- Map of Liechtenstein highlighting the current electoral district of Oberland (red), coextensive with the County of Vaduz
- Status: County
- Capital: Vaduz 47°08′28″N 9°31′16″E﻿ / ﻿47.141°N 9.521°E
- Common languages: German
- Historical era: Middle Ages
- • Subdivision of the County of Werdenberg: 1342
- • Established: 1342
- • Acquired by Liechtenstein dynasty: 1719

Area
- • Total: 125.5 km^{2} (48.5 sq mi)
| Preceded by | Succeeded by |
| / Werdenberg (Holy Roman Empire) | Liechtenstein / |
- Today part of: Liechtenstein

= County of Vaduz =

State of the Holy Roman Empire (1342–1719)
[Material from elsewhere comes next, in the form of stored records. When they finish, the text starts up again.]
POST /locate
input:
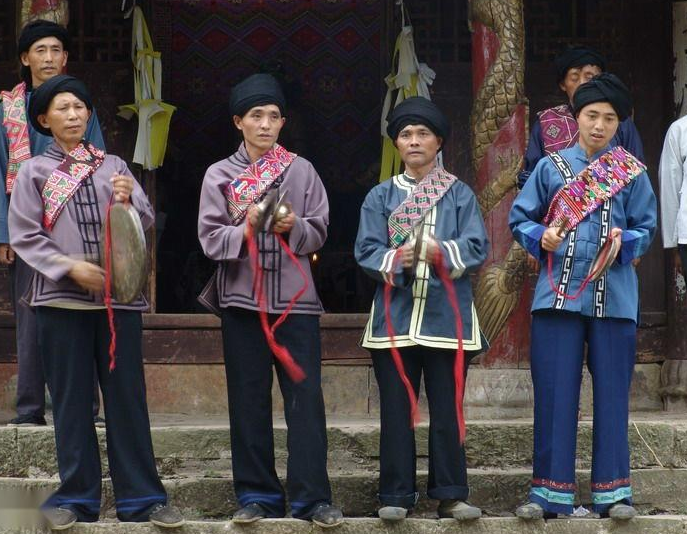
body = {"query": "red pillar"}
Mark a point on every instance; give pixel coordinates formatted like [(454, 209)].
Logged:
[(499, 133)]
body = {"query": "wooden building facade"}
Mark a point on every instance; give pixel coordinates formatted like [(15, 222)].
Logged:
[(333, 56)]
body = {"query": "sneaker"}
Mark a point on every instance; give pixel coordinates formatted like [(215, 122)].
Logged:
[(249, 513), (622, 512), (59, 518), (530, 510), (459, 510), (392, 513), (327, 515), (166, 516), (28, 420)]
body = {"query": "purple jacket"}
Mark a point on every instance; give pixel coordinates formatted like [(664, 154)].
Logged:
[(224, 243), (76, 233)]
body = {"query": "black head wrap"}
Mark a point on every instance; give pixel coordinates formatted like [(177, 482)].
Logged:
[(256, 90), (605, 87), (577, 56), (43, 95), (418, 110), (35, 31)]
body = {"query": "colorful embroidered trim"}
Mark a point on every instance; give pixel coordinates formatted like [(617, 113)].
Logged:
[(565, 486), (605, 486), (252, 184), (554, 496), (599, 181), (79, 164), (610, 497), (17, 128), (423, 198), (559, 129)]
The County of Vaduz (Grafschaft Vaduz) was a historic state of the Holy Roman Empire, now located in the Principality of Liechtenstein. Its capital was the town of Vaduz.

==Geography==
Located south of the Lordship of Schellenberg, its area corresponds to the current electoral district of Oberland (Wahlkreis Oberland). The territory included the current municipalities of Balzers, Planken, Schaan, Triesen, Triesenberg and Vaduz.

==History==
The county was created in 1342, after the subdivision of the County of Werdenberg. In 1396 it was granted the imperial immediacy (Reichsunmittelbarkeit). After the line of succession of the Counts of Vaduz expired in 1416 with the death of Hartmann IV, the territory was passed to the Barons of Brandis, who were relatives of the last Count of Vaduz. The Barons of Brandis ruled until 1507, when the county was sold to the related Counts of Sulz, who acquired the northern and bordering Lordship of Schellenberg.

In 1613 both territories, while remaining distinct, were sold to the counts of Hohenems (see Hohenems family). Ferdinand Karl von Hohenems (1650–1686), for undue appropriation and excessive witch-hunt, was deprived of his dominions in 1684 by the Emperor Leopold I. The emperor assigned Ferdinand Karl's former possessions to his younger brother, Count Jakob Hannibal III (1653–1730). To pay his debts and recover Hohenems itself, Jakob Hannibal was forced to sell the Lordship (in 1699), and the County (in 1712), to Hans-Adam I, Prince of Liechtenstein. With these territories, in 1719 the prince gained from the Holy Roman Emperor Charles VI the right to found a single state, the present Principality of Liechtenstein.